The Peppermint Pig

Three_little_pigs.jpg

The three little peppermint pigs.

Done with your holiday shopping yet? Yeah, didn't think so. In our ongoing effort to be helpful (live elves), we've been keeping an eye out for gifts that are fun, interesting and local. We'll bring you one a day. And as always, if you've got any thoughts or suggestions, tell everyone about it.

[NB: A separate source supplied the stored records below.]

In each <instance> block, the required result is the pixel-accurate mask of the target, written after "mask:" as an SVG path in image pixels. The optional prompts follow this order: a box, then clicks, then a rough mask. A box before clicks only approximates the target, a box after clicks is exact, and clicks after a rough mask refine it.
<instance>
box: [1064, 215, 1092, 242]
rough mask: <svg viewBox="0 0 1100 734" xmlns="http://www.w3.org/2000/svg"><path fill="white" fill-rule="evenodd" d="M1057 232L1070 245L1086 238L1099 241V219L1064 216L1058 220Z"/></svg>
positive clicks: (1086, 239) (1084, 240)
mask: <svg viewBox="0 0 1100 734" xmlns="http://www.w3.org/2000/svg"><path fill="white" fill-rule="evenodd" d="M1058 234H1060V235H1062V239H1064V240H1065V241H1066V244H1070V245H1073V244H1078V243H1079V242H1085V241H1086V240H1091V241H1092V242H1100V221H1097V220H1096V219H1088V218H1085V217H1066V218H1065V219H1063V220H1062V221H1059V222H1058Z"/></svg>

On the first day of the AOA holiday gift guide we give you peppermint porcine goodness.

What?

The Peppermint Pig.

It's not bacon candy -- but it's almost as much fun. Candy pigs may seem kind of random, but they were a traditional holiday gift in Saratoga Springs generations ago. About 20 years ago Mike Fitzgerald at Saratoga Sweets brought them back. Now they're in catalogs and on the internet. They've even marched in the Macy's parade. But they're made right here in the Capital Region. Here's how the tradition works:

After Christmas dinner each person at the table shares a happy memory from the previous year, or something they're looking forward to in the coming year. Then they take a whack at the pig with a tiny hammer. Don't worry, it won't feel a thing. Once the pig is all busted, you eat it. And yes, it's good.

Who is it for?

Come on-- who wouldn't love a cute little candy pig. But if you're bringing it to out of towners, be sure to fill them in on the story. We know of one little piggy who landed in the bathroom in January when he was mistaken for soap.

Where you can get it?

Your best bet is Saratoga Sweets in Halfmoon. You can also find them in Crafters Gallery and other Saratoga Gift Shops. Here's a tip: don't wait until the last minute with these. Saratoga Sweets is the only place that makes them, and they can be tough to find on December 24th.

How Much?

Clarence- One pound of peppermint pig- $13.95

Noelle- 8 oz - $9.95

Noelle w/ pouch and hammer 13.95

Holly- This little piggy is 4 oz and sells for $4.25. He has a loop and can be hung as a tree ornament until Christmas day.

Also Try:
Once you've got your pig, it may be hard to resist picking up a bag of pig poop or a pig puddle. Yes, it's just the leftovers from the peppermint pig. And yes, if you look at it in a certain light, there's something kind of gross about it. But admit it, your inner 5th grader is laughing right now. And if you can bring yourself to eat it, it tastes just the same.

Comments

I love your mini history lessons, AoA.

I saw some at Pearl Grant Richman's in Stuyvesant Plaza earlier this week.

In my German family we received pink marzipan pigs in our Christmas stockings. They were considered lucky. My family bought them at the Elk's Candy Company in the (once-upon-a-time) German section of NYC, 86th St.

So glad to know I'm not the only one to have an inner fifth grader.